"Jesus Christ is the same yesterday, today, and forever" (Heb 13:8)
Sunday, 24 February 2019
Love Your Enemy, 7th Sunday in Ordinary Time, Year C
Lk 6:27-38; 1 Sam 26:2-23
Today’s Gospel text gives us one of the most beautiful and yet difficult Christian teachings: to love your enemy.
I want to immediately add that I think its also wonderfully PRACTICAL, rooted in real life:
The Lord does not tell us not to have enemies, rather, He tell us how we should behave towards them.
Having enemies is almost an inevitable part of life: your mother-in-law, the neighbour who just cut down your hedge, the boss at work who makes unreasonable demand and is itching for an excuse to fire you
-at different times in life, almost all of us will have had someone that relates to us as “enemy”.

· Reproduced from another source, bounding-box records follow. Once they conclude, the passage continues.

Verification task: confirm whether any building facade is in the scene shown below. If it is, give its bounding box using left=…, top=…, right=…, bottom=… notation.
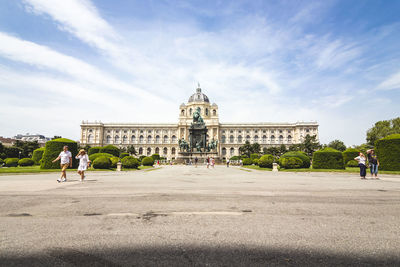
left=80, top=87, right=319, bottom=160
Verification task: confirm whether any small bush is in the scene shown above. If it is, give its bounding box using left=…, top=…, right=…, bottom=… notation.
left=346, top=159, right=358, bottom=167
left=89, top=153, right=114, bottom=162
left=93, top=157, right=111, bottom=169
left=375, top=134, right=400, bottom=171
left=243, top=158, right=253, bottom=165
left=313, top=147, right=345, bottom=169
left=110, top=157, right=120, bottom=168
left=258, top=154, right=274, bottom=168
left=142, top=157, right=154, bottom=166
left=121, top=156, right=139, bottom=169
left=88, top=146, right=102, bottom=156
left=5, top=158, right=19, bottom=167
left=119, top=152, right=130, bottom=159
left=279, top=157, right=303, bottom=169
left=32, top=147, right=45, bottom=165
left=18, top=158, right=35, bottom=167
left=342, top=147, right=360, bottom=166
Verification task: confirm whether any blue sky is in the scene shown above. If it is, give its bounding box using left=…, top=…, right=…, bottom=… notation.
left=0, top=0, right=400, bottom=145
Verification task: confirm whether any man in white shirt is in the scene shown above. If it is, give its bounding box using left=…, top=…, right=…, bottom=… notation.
left=53, top=146, right=72, bottom=183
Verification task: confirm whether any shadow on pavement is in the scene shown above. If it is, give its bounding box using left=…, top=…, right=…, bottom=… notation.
left=0, top=246, right=400, bottom=266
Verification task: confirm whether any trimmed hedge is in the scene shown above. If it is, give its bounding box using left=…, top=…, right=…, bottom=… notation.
left=89, top=153, right=115, bottom=161
left=121, top=156, right=139, bottom=169
left=313, top=147, right=345, bottom=169
left=4, top=158, right=19, bottom=167
left=88, top=146, right=102, bottom=156
left=142, top=157, right=154, bottom=166
left=279, top=157, right=303, bottom=169
left=258, top=154, right=274, bottom=168
left=281, top=151, right=311, bottom=169
left=375, top=134, right=400, bottom=171
left=32, top=147, right=45, bottom=165
left=243, top=158, right=253, bottom=165
left=18, top=158, right=35, bottom=167
left=40, top=138, right=79, bottom=169
left=93, top=157, right=111, bottom=169
left=342, top=148, right=360, bottom=167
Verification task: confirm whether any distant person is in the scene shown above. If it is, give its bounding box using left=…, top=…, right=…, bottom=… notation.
left=367, top=149, right=379, bottom=179
left=75, top=149, right=90, bottom=182
left=354, top=152, right=367, bottom=179
left=53, top=146, right=72, bottom=183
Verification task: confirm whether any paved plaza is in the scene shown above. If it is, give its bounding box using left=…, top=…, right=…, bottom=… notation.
left=0, top=166, right=400, bottom=266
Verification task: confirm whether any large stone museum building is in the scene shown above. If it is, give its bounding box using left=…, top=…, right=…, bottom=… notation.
left=81, top=86, right=318, bottom=160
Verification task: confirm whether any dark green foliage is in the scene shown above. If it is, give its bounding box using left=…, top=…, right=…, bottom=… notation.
left=313, top=147, right=345, bottom=169
left=142, top=157, right=154, bottom=166
left=243, top=158, right=253, bottom=165
left=100, top=145, right=120, bottom=157
left=119, top=152, right=129, bottom=159
left=281, top=151, right=311, bottom=168
left=89, top=153, right=115, bottom=161
left=346, top=159, right=358, bottom=167
left=279, top=157, right=303, bottom=169
left=88, top=146, right=102, bottom=156
left=375, top=134, right=400, bottom=171
left=40, top=138, right=79, bottom=169
left=32, top=147, right=45, bottom=165
left=342, top=147, right=360, bottom=165
left=18, top=158, right=35, bottom=167
left=258, top=154, right=274, bottom=168
left=93, top=156, right=111, bottom=169
left=121, top=156, right=140, bottom=169
left=5, top=158, right=19, bottom=167
left=110, top=157, right=120, bottom=168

But how are we to act towards them?
We’ve all heard the saying, “An eye for an eye”, about revenge.
It’s the teaching in the Old Testament -though what is often forgotten is that it was always intended as a LIMITING action: no more than an eye for eye.
The teaching of the New Testament raises us to an even higher standard:
To “love your enemy” -but what does that mean in practice?
Let me return to what a said about love a few weeks ago (4thSunOrdTimeYrC), but from a different angle.
I said that love is not just a feeling, it’s a decision of the will.
If someone is my enemy then I am very unlikely to FEEL loving towards him, but, I can CHOOSE, as a decision of will, to ACT in a loving way towards him.
To love someone, in terms of action rather than in terms of emotion,
to love someone means to “will good” to the other (CCC 1766, citing St. Thomas, ST I-II q26 a4):
Not to will evil upon them, but to will good for them, to will what is good for them.
We were given an example of this in our first reading, with Saul and David.
Who were David and Saul? Saul was king. But who were they to each other?
Saul was David’s father-in-law, and he was hunting down his son-in-law to kill him.
(Saul was neither the first nor the last father-in-law to hunt down his son-in-law.)
But how did David act towards Saul?
We might note, as an initial observation, that he acted justly, he observed the minimum required by God’s law, and he did not kill God’s king, “the Lord’s anointed” (1 Sam 26:23).
More than this, however, as the full account in the book of Samuel describes, he acted in a way that was loving to Saul:
He did not damage Saul’s position as king;
He did not damage Saul’s relationship with his daughter (David’s wife, Michal);
He did not damage Saul’s relationship with his son (David’s best friend, Jonathan).
He could look and see what was good FOR SAUL, and he acted in a way consistent with that.
He wasn’t reconciled to Saul.
He didn’t become friends with Saul -they remained ‘enemies’, in that sense.
But, in how he acted, he chose what was good for his enemy, he thus LOVED his enemy.
You and I are called to do the same:
whether with your brother, your mother-in-law, or the disagreeable man who lives next door.
First, if possible, we should seek forgiveness and reconciliation -though that’s a different sermon.
Second, if that’s not possible, and someone is clearly going to be our “enemy”,
then, we need to remember that this person is known and loved by God,
We need to remember that God wants and wills what is GOOD for that person -and that means we need to honestly THINK about what is truly good for that person.
And if we do, then not only will we have behaved “beautifully”, not only will be have behaved in a way that will bring peace to ourselves, but, as the Lord Jesus promised, in the final analysis, from God, “the amount you measure out to others is the amount you will be given in return”(Lk 6:38).